To understand the scale of the disaster, I recommend a documentary: “One Day in September”, by Kevin Macdonald. To review it today in the light of indemnity is highly disturbing.
Preliminary point: Germany hosted the Olympic Games twice in the 20th century. The first meeting needs no introduction: it was in 1936, in the middle of the Third Reich, and Hitler’s objective was to consecrate the regime in the eyes of the world.

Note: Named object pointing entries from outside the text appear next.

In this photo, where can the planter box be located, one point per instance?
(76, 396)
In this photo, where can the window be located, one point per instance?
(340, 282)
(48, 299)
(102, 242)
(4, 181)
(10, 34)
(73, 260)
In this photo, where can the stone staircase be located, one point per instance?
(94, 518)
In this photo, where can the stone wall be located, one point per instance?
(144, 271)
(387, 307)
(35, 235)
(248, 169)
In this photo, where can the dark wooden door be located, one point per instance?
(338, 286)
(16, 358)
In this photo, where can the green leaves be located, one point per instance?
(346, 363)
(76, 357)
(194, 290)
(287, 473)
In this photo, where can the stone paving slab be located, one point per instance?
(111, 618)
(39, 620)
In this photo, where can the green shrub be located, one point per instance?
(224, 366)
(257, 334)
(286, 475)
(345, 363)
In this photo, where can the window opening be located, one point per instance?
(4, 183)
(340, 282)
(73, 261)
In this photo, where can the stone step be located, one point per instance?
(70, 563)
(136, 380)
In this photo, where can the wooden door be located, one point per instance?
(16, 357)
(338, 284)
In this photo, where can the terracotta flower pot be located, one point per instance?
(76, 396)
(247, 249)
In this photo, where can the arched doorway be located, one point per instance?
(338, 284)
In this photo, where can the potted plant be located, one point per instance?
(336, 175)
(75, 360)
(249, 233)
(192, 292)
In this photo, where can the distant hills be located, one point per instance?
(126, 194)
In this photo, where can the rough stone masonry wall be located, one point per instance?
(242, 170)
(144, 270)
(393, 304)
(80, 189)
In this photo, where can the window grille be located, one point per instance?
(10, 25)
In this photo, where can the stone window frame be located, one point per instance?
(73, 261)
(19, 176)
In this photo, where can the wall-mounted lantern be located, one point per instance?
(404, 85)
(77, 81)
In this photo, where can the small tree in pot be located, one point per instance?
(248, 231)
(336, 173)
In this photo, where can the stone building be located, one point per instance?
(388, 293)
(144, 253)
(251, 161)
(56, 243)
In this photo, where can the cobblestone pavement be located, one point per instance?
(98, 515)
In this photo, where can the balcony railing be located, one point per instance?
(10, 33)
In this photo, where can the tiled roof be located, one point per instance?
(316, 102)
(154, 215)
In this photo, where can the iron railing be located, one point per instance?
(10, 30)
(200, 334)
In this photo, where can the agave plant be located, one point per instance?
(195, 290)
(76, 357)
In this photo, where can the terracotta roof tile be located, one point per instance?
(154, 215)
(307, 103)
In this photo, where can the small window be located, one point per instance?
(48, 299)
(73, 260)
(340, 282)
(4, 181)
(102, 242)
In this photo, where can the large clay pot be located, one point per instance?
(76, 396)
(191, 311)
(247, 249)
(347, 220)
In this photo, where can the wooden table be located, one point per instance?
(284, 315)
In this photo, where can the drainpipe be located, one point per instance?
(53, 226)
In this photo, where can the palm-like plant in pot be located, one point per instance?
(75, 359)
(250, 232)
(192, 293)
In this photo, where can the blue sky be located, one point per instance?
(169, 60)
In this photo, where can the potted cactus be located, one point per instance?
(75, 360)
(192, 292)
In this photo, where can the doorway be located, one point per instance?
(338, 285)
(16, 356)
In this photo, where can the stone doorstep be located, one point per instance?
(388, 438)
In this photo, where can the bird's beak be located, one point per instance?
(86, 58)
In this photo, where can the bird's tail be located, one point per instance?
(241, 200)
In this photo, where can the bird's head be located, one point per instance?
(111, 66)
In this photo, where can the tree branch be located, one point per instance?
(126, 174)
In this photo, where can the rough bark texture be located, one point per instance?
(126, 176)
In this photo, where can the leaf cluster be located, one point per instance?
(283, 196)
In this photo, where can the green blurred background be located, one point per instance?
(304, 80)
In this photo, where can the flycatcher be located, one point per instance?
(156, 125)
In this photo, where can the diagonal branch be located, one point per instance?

The International Olympic Committee, which has never distinguished itself for a particular love of democracy and freedom, believed in the farce. Three years later, Europe was at war.
In 1972, 27 years had passed since that war. But memories of barbarism, and especially anti-Semitic barbarism, were fresh in everyone’s minds. The Munich Games were an opportunity to show the new democratic Germany rising from the ashes.
To achieve this, the country mobilized 2,000 unarmed police officers for the event. I repeat: unarmed. The atmosphere was festive — and when the Palestinian terrorists approached the Olympic Village, they even had an unexpected encounter with American athletes who were clandestinely returning to their rooms after a night of partying. The Palestinians helped the Americans over the fence and they returned the kindness.
The documentary tells the story through the mouth of the only terrorist still alive at the time of the film, in 1999, Jamal Al-Gashey, who assures that the intentions were peaceful: the Black September group only intended to free more than 200 of their comrades in arms, then in the prisons of Israel.
What follows is not peaceful: two athletes are killed when they try to resist the criminals. Nine Israelis are sequestered in their rooms. It is then that the most painful spectacle of incompetence and perversity begins.
For starters, the International Olympic Committee refused to cancel the games. The organization’s president at the time was Avery Brundage—by the way, someone who had been at the Berlin Games in 1936 as chairman of the American Olympic committee.
About Brundage, I remember reading somewhere that in 1936 the gentleman “understood” Hitler’s anti-Semitism. “In my club in Chicago we also don’t let Jews in,” Brundage is quoted as saying.
Afterwards, the German police were unable to mount a rescue operation with feet and head. Worse: when he tried, the terrorists followed all the movements of the police on TV. There were cameras that filmed the “secret” operation live.
And when a helicopter finally took the terrorists and hostages to an airport in the city — a plane was supposed to transport them to an Arab capital — the police hiding at the scene returned to
sink into the most grotesque amateurism. There are police officers who desert—those who were inside the plane, disguised as a crew. Others shoot at colleagues.
In the midst of the chaos, the terrorists execute the hostages and blow up with the helicopters. All Israelis and almost all terrorists die.
I say “almost” because the three criminals arrested that night would eventually be released months later when a Lufthansa plane was hijacked. Most likely, the hijacking of the plane and the subsequent release of the terrorists was a concerted action between the Willy Brandt government and the Black September organization. In exchange for peace, the German state agreed to the blackmail of terror.
Talking about the Olympic Games in Munich is not just remembering another attack in the history of terrorism. It is recalling how, 27 years after Auschwitz, Germany was unable to prevent the shedding of Jewish blood on its territory.
Knowing that the compensation chapter has only just been closed, half a century later, is a relief — and a shame.